Parce que j'ai beaucoup apprécié, il y a peu de temps,
le cercle de famille, j'ai complété ma découverte de l'univers d'
André Maurois avec
Climats, présenté comme son plus célèbre et plus représentatif roman. La magie du style, dont tous les ingrédients sont idéalement dosés, a une fois encore opéré : un français pur, classique sans être ampoulé ni étouffe-chrétien ; un vocabulaire riche sans être pédant ; des descriptions minutieuses et pourtant légères, qui font naître des images réalistes, colorées, justes, de la campagne ou de la ville, ou des dîners et salons où il faut être vus. La langue d'
André Maurois frôle la perfection et ce n'est pas tout. Une fois encore, l'auteur désosse avec son scalpel littéraire l'envers du décor hypocrite de la bourgeoisie au début du XXème siècle, et il n'y va pas de main morte.
Sous son microscope, il place Philippe Marcenat, archétype du rejeton élevé sous la mère : enfance privilégiée dans une famille provinciale ultra-conservatrice, études conventionnelles – avec nombreuses expériences sexuelles recommandées pour parfaire l'éducation des fils de familles - avant de sagement reprendre l'entreprise familiale, puis de devenir père d'un héritier qui perpétuera l'immuable tradition. le grain de sable dans son destin tout tracé s'appelle Odile. Il aime follement cette femme-enfant sotte, fantasque mais belle – l'essentiel -, l'épouse malgré l'avis défavorable de ses géniteurs. Premier mariage, premier échec. Il rencontre ensuite Isabelle, qu'il aime bien sans passion, elle est grosse, moche, gauche et fait tout ce qu'elle peut pour rendre son mari heureux, n'hésitant pas à le jeter dans les bras d'amantes chez qui il cherche l'image à jamais perdue d'Odile. Deuxième mariage, deuxième échec.

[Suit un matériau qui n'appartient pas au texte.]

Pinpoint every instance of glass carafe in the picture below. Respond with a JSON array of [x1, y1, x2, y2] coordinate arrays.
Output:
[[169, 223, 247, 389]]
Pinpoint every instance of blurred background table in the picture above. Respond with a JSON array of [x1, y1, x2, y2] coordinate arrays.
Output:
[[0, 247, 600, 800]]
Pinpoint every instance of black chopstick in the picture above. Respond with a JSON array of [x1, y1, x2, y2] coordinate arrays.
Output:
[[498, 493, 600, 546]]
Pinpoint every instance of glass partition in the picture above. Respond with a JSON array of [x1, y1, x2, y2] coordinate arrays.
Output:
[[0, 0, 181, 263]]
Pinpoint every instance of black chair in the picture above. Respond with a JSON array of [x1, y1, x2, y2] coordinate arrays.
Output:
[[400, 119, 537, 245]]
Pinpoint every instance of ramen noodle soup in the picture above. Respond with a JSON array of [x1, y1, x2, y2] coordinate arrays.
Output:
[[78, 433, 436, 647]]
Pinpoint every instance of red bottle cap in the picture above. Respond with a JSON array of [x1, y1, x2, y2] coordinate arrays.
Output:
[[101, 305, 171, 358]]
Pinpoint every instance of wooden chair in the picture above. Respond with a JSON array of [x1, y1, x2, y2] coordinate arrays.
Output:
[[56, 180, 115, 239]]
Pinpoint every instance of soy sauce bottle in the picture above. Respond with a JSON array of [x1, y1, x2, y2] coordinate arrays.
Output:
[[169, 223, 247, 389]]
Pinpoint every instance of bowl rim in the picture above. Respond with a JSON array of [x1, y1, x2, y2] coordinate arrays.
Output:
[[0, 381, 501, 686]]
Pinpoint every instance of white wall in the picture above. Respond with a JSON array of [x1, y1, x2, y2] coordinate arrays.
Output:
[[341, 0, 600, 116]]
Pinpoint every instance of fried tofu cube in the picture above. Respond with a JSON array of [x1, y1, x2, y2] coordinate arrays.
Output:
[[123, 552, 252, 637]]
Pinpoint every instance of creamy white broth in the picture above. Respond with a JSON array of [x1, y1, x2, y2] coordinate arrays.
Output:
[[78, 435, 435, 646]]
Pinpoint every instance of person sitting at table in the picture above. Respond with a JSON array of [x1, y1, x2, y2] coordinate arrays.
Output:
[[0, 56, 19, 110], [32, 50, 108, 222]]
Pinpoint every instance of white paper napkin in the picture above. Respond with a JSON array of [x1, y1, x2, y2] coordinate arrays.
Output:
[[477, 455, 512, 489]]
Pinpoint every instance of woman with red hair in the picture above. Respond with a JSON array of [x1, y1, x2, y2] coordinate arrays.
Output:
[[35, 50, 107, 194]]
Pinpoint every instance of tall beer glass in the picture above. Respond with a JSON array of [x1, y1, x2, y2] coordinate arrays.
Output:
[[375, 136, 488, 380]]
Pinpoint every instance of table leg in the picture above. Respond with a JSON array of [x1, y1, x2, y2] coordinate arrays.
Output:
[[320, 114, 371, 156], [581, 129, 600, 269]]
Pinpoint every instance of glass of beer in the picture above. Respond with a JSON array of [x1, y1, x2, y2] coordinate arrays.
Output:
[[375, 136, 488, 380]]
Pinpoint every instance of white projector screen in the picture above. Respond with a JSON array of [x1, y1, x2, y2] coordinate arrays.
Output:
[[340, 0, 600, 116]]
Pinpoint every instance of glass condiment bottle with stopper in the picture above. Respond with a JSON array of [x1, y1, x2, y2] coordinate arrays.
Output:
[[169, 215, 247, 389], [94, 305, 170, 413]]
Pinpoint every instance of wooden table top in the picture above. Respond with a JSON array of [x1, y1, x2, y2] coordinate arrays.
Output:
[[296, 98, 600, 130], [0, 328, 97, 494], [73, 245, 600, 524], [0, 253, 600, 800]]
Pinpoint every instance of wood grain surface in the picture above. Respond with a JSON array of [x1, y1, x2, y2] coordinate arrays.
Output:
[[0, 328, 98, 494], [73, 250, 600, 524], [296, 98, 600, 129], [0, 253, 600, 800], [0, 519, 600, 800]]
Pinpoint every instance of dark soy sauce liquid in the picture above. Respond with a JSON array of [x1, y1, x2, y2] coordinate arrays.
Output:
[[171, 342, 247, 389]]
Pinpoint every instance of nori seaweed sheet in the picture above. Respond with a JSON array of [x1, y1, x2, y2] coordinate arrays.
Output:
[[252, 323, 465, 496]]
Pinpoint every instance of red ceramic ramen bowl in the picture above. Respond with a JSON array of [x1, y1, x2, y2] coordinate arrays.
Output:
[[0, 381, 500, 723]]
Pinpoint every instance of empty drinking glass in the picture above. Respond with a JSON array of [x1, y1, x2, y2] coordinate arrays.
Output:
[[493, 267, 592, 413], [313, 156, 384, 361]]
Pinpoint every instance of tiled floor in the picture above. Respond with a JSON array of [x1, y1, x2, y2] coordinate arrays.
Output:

André Maurois possède un don pour décrire les affres de la jalousie. Rarement, j'ai lu une étude aussi puissante et poussée sur les tourments endurés par ses victimes, qui confondent souffrance et amour.
Il faut éviter, à mon avis, de lire un roman ancien avec les yeux du présent, car bien évidemment, le statut des femmes apparaît dans
Climats très choquant : elles sont dressées pour satisfaire tous les appétits de leurs hommes, faire la potiche dans les réceptions, et surtout faciliter leurs écarts adultérins. En contrepartie de leur compréhension et soumission au nom des convenances, elles peuvent aussi courir le guilledou. Bref, tout le monde se trompe en évoquant des souffrances sentimentales imaginaires.
Climats est le reflet quasi-sociologique d'une classe sociale, la bourgeoisie, au début du XXème siècle qu'
André Maurois attaque au vitriol ; jamais il ne cautionne explicitement la vie futile, imposée aux femmes, à l'ombre de l'ego boursouflé de leurs maris. Il raconte, il décrit, il analyse. A méditer.